Takeda’s key growth product Entyvio has outperformed AbbVie’s Humira in a trial in ulcerative colitis (UC), said to be the first head-to-head comparison of biologic drugs for the condition.
The VARSITY study pitted anti-integrin antibody Entyvio (vedolizumab) against Humira (adalimumab) – an anti-TNF drug and the biggest-selling medicine in the world – in patients at the more severe end of the UC spectrum and will “challenge current practice,” according to one of its investigators.
After a year, 31.3% of patients treated with intravenous Entyvio, given every two months after a lead-in period, were in remission from the inflammatory bowel disease. That compared to 22.5% of the arm who received Humira every other week, according to the results, which were resented over the weekend at the European Crohn’s and Colitis Organisation (ECCO) conference in Copenhagen, Denmark.

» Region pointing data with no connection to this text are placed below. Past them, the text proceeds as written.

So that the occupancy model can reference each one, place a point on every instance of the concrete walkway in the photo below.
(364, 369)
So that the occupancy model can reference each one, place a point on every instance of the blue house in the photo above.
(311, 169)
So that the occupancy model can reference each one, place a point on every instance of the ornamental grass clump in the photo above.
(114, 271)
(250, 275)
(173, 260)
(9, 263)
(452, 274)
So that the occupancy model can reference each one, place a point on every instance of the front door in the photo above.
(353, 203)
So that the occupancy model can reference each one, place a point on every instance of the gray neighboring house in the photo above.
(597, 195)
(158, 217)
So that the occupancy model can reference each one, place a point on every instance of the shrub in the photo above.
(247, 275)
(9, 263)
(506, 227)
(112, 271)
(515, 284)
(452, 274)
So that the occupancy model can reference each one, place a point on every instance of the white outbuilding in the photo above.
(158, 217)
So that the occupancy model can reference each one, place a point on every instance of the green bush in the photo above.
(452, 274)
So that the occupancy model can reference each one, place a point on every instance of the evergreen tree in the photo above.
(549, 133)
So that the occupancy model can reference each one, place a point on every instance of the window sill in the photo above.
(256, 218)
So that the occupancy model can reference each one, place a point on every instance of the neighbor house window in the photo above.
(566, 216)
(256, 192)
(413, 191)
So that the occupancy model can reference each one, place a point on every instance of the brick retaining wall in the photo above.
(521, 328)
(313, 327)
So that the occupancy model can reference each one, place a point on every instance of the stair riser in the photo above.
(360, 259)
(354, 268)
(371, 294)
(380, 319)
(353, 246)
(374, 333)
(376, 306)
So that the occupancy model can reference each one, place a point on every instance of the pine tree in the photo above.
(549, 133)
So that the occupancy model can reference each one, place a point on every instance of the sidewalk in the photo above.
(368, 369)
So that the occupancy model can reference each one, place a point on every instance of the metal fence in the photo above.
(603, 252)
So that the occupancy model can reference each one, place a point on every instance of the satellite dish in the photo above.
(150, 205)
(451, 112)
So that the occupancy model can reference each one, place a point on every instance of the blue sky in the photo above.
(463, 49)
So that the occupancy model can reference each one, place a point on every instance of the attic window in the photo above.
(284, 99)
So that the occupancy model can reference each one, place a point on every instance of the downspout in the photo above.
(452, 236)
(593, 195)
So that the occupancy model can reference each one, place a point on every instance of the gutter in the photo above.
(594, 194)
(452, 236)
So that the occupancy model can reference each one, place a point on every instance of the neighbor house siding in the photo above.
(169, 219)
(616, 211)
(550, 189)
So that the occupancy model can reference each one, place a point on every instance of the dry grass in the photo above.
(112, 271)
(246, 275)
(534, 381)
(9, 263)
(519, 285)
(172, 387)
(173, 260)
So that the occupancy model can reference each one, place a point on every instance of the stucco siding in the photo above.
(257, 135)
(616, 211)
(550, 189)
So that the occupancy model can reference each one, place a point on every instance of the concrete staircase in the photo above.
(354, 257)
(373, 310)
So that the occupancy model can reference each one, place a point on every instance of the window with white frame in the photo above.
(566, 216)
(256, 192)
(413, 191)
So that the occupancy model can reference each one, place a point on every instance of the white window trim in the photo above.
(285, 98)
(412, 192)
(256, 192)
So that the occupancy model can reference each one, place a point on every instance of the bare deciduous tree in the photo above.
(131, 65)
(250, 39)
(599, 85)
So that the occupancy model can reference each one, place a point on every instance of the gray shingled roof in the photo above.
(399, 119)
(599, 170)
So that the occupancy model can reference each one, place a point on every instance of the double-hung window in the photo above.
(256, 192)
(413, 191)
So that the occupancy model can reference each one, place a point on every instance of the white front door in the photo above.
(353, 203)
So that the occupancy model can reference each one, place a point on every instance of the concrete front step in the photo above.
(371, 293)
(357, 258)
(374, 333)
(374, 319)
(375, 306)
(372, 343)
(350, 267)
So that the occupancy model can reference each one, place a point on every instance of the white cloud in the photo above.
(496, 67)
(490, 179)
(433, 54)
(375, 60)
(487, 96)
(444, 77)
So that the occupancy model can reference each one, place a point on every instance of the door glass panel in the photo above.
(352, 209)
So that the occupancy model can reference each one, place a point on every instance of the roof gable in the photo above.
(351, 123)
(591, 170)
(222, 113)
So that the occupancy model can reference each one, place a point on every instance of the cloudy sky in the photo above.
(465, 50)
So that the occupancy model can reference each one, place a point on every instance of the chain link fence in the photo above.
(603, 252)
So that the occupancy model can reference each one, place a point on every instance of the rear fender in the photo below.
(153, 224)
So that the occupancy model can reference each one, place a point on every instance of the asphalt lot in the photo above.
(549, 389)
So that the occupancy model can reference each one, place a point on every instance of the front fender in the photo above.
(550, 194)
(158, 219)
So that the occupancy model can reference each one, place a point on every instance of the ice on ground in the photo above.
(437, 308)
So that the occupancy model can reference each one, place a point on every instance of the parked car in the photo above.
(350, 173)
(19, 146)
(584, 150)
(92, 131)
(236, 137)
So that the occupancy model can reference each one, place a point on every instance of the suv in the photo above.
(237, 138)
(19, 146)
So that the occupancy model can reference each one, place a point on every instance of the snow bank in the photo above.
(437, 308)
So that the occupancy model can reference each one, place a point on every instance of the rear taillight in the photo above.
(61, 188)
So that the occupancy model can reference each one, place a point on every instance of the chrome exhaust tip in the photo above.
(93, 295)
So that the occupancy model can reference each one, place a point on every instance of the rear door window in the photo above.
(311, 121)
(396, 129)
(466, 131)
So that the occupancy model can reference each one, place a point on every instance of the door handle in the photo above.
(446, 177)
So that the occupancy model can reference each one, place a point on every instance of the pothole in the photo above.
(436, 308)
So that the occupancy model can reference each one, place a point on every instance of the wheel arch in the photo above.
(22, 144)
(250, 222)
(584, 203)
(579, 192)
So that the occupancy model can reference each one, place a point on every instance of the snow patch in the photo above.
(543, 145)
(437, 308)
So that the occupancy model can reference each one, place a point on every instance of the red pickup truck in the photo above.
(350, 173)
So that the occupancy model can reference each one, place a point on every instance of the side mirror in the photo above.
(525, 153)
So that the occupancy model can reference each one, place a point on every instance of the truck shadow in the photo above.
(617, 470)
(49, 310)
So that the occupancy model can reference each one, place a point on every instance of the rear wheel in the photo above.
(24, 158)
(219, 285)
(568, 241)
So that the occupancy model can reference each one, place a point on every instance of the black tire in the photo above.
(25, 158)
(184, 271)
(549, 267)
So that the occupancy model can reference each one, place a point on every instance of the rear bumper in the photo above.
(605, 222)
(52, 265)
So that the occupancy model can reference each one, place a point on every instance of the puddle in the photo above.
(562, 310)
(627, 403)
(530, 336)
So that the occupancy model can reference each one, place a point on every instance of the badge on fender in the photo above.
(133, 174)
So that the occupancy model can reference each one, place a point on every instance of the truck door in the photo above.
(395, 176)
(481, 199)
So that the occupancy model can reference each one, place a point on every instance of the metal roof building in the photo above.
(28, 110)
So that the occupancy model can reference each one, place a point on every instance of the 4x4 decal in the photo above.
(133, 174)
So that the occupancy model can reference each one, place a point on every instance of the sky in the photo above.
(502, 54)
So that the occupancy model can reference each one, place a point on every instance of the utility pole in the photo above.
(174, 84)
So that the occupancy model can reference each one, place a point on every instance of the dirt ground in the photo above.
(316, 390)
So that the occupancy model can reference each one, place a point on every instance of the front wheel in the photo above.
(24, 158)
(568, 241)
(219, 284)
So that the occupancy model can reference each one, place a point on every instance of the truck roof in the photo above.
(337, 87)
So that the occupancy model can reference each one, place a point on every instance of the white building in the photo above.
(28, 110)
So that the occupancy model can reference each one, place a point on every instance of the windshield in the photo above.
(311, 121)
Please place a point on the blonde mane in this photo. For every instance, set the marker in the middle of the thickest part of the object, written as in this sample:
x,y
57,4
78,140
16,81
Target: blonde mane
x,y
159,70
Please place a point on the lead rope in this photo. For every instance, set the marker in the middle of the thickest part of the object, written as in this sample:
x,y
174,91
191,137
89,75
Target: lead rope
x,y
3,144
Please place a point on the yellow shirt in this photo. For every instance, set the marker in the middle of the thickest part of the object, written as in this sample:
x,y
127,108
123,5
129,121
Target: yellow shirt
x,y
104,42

Treatment with Entyvio also achieved higher rates of mucosal healing after a year than Humira, at 39.7% versus 27.7%, respectively, and there was a trend towards reduced use of corticosteroids among patients on Takeda’s drug.
“The goals of treatment for ulcerative colitis are to achieve clinical remission and mucosal healing,” said Prof Simon Travis, consultant gastroenterologist at Oxford University Hospitals NHS Foundation Trust. “This landmark study raises the question of the optimal biologic for first-line therapy in patients with moderate to severely active ulcerative colitis.”

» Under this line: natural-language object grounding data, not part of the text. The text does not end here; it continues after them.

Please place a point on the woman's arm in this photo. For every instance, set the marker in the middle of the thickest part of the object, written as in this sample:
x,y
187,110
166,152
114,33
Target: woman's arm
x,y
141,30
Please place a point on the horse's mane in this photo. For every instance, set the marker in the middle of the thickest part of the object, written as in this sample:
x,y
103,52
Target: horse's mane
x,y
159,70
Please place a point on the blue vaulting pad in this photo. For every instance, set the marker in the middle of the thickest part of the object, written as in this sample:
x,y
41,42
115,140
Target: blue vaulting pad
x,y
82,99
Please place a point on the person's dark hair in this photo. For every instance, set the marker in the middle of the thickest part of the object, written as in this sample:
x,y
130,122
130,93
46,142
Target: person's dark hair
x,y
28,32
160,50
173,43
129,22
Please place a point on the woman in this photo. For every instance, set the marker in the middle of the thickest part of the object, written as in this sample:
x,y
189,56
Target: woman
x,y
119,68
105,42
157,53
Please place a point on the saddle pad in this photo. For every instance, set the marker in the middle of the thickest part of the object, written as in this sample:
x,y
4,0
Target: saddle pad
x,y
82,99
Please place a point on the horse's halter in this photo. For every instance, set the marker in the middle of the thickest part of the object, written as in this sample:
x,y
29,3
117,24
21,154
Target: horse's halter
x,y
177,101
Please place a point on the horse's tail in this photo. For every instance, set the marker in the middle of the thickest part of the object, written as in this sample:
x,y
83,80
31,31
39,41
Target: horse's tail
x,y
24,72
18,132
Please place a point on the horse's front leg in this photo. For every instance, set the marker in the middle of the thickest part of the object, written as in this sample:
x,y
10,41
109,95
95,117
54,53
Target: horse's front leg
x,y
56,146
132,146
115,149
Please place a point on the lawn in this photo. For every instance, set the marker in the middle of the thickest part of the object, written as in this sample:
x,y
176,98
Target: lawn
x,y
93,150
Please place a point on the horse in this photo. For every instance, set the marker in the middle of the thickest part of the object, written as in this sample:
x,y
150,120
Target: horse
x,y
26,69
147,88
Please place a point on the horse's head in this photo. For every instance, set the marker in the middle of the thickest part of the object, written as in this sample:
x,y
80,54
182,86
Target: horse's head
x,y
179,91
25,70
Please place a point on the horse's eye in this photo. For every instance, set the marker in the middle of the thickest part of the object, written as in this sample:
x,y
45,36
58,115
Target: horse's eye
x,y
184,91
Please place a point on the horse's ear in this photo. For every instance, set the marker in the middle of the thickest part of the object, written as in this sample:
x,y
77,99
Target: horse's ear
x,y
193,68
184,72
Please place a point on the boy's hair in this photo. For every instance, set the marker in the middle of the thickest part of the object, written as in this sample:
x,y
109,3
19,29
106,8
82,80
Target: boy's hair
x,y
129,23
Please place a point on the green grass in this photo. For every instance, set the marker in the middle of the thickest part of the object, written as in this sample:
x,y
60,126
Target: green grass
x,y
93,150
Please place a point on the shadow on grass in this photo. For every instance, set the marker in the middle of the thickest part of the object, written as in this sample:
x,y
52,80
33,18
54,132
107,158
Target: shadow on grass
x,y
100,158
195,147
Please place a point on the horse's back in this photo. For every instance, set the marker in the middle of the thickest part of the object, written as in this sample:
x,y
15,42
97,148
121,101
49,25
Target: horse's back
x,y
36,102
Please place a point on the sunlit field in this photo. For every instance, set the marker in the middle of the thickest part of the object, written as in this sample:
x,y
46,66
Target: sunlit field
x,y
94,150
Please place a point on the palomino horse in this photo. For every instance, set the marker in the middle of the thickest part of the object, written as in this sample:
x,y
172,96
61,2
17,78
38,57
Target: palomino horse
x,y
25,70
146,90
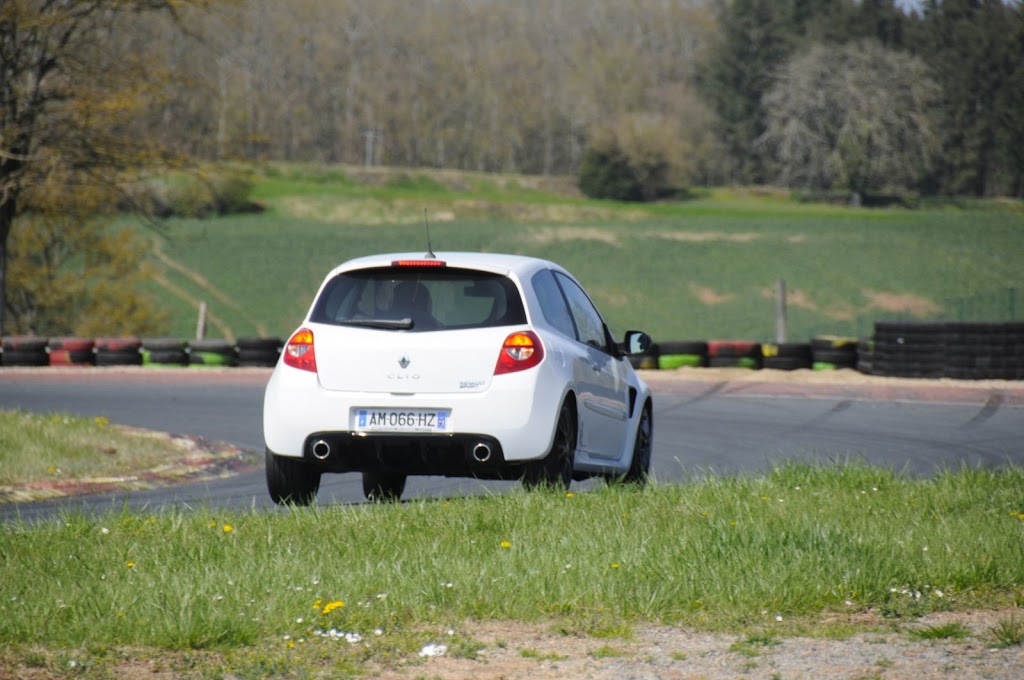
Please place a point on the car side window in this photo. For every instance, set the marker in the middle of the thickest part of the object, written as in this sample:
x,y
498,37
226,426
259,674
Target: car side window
x,y
553,304
590,326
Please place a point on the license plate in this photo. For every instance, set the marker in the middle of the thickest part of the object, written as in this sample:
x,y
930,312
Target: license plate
x,y
401,420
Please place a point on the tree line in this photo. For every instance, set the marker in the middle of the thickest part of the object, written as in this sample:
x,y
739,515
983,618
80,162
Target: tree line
x,y
640,98
855,95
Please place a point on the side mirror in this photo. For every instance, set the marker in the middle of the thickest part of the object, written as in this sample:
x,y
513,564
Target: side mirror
x,y
636,342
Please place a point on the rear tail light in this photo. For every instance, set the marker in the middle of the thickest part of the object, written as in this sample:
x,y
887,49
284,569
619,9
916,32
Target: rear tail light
x,y
299,351
520,350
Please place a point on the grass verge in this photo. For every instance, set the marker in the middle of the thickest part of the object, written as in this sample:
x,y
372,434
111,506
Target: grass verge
x,y
56,448
767,554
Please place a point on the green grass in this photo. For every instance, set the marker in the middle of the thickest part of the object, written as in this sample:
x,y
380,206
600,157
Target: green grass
x,y
716,553
59,447
702,268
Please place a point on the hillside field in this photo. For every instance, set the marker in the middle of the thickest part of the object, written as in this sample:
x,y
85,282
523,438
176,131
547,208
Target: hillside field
x,y
699,268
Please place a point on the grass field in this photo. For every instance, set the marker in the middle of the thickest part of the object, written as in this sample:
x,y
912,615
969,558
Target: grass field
x,y
775,553
702,268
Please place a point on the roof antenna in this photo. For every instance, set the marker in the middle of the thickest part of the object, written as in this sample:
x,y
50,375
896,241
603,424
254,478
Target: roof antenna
x,y
430,251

Entyvio is an important growth product for Takeda as it is bearing the brunt of losing patent protection in the US for its big-selling multiple myeloma drug Velcade (bortezomib). Sales of Entyvio for UC and Crohn’s disease rose around a third to $550m in its fiscal third quarter, offsetting an 11% Velcade decline with the help of follow-up myeloma drug Ninlaro (ixazomib) which grew 35%.

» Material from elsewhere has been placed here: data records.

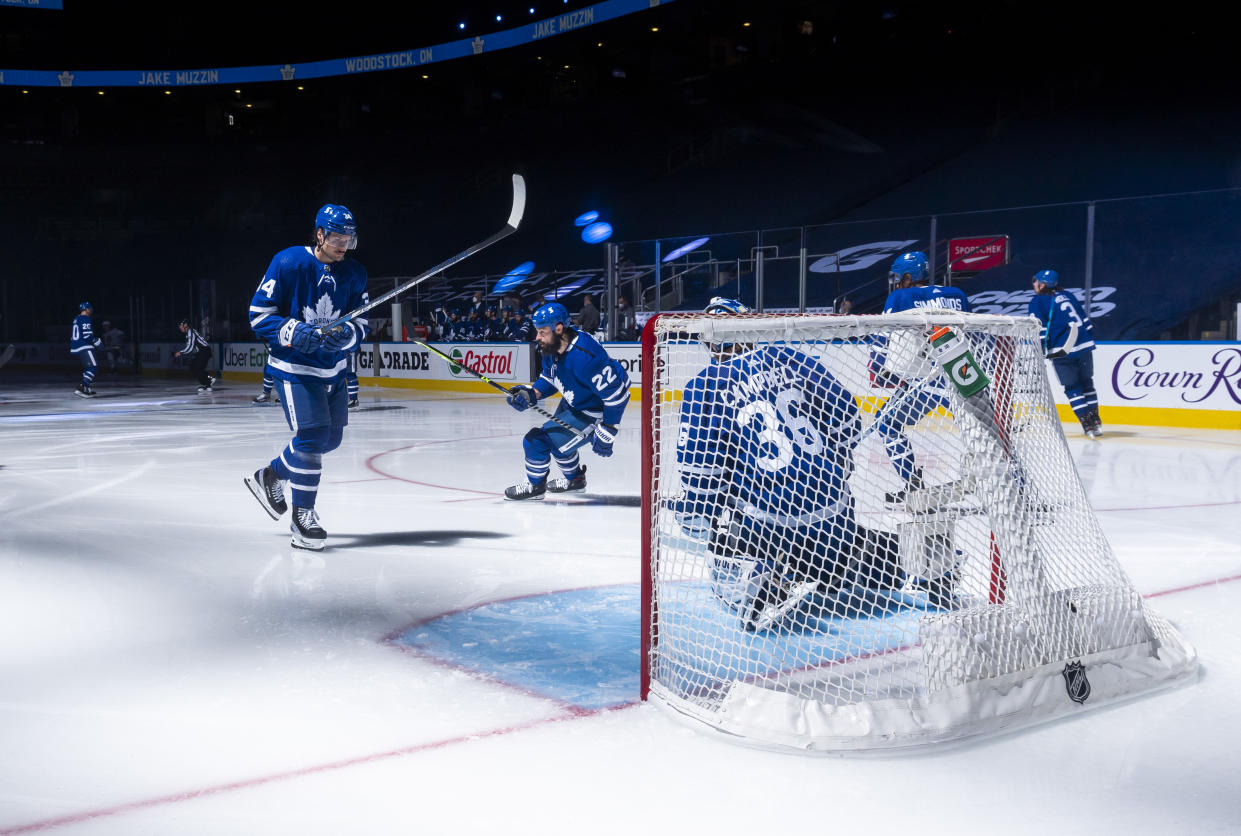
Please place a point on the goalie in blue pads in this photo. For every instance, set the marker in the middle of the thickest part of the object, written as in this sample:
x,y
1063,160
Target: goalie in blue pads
x,y
765,450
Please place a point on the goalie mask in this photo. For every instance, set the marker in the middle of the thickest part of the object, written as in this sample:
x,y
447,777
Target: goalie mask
x,y
550,314
913,266
1049,278
720,351
338,225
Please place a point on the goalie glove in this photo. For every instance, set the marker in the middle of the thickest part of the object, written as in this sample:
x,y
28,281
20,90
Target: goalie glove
x,y
604,434
523,397
298,335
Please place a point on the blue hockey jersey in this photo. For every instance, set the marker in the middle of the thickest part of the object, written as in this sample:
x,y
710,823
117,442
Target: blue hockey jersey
x,y
588,380
1065,325
905,361
82,336
770,432
298,285
926,295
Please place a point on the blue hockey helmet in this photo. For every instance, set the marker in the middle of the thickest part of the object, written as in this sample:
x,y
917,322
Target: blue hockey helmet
x,y
722,305
1049,278
915,264
547,315
334,217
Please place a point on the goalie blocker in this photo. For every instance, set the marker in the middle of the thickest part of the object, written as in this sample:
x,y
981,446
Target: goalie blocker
x,y
992,604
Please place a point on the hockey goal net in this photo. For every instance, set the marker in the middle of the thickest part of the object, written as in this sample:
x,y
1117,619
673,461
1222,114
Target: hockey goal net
x,y
868,532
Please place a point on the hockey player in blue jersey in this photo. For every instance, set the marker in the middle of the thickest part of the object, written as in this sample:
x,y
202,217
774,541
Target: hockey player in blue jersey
x,y
83,342
1069,344
595,390
765,452
904,367
303,289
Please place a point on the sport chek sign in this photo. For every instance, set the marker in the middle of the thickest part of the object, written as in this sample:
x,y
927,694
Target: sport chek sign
x,y
977,253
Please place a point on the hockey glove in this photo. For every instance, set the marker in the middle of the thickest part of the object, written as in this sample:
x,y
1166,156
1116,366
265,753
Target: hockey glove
x,y
693,517
886,380
300,336
604,435
343,337
523,397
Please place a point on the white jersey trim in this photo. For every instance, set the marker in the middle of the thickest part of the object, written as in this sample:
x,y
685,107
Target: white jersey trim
x,y
310,371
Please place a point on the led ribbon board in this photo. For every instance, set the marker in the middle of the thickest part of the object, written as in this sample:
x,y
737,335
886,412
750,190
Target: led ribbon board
x,y
540,30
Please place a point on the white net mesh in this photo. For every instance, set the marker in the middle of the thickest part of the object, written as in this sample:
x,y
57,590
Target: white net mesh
x,y
868,531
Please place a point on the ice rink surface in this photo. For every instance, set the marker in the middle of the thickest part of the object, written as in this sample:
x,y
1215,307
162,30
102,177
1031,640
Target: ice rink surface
x,y
458,664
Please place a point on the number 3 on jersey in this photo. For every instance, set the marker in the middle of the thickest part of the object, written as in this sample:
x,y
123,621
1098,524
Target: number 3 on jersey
x,y
773,428
603,380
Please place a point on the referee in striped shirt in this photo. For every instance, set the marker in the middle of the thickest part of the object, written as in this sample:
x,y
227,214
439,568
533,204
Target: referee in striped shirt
x,y
199,349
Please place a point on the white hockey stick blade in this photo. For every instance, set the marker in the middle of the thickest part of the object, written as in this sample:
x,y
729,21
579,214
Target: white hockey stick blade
x,y
519,209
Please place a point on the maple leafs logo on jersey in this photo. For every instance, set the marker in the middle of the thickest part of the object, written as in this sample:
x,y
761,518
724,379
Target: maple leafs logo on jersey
x,y
323,313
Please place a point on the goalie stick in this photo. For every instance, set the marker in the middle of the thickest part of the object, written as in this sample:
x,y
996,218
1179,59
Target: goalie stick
x,y
499,386
519,207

Takeda’s patent cliff and a weak near-term pipeline were the main drivers for its $63bn takeover of Shire, which completed in January, but the company also needs its home-grown drugs to deliver sales growth, particularly as it integrates the two businesses.
“As the first prospective clinical study to directly compare the efficacy and safety of two commonly used biologic therapies in patients with ulcerative colitis, VARSITY provides invaluable knowledge to help inform physicians’ treatment decisions when initiating biologic therapy,” said Takeda’s medical director Jeff Bornstein.
“This is also the first time we have seen a direct comparison between two medicines with distinct modes of action in ulcerative colitis.”
Takeda is also developing a subcutaneous formulation of Entyvio that has reached phase 3 and like Humira could be given every two weeks, and is also testing the drug in new indications such as graft-versus-host disease (GVHD).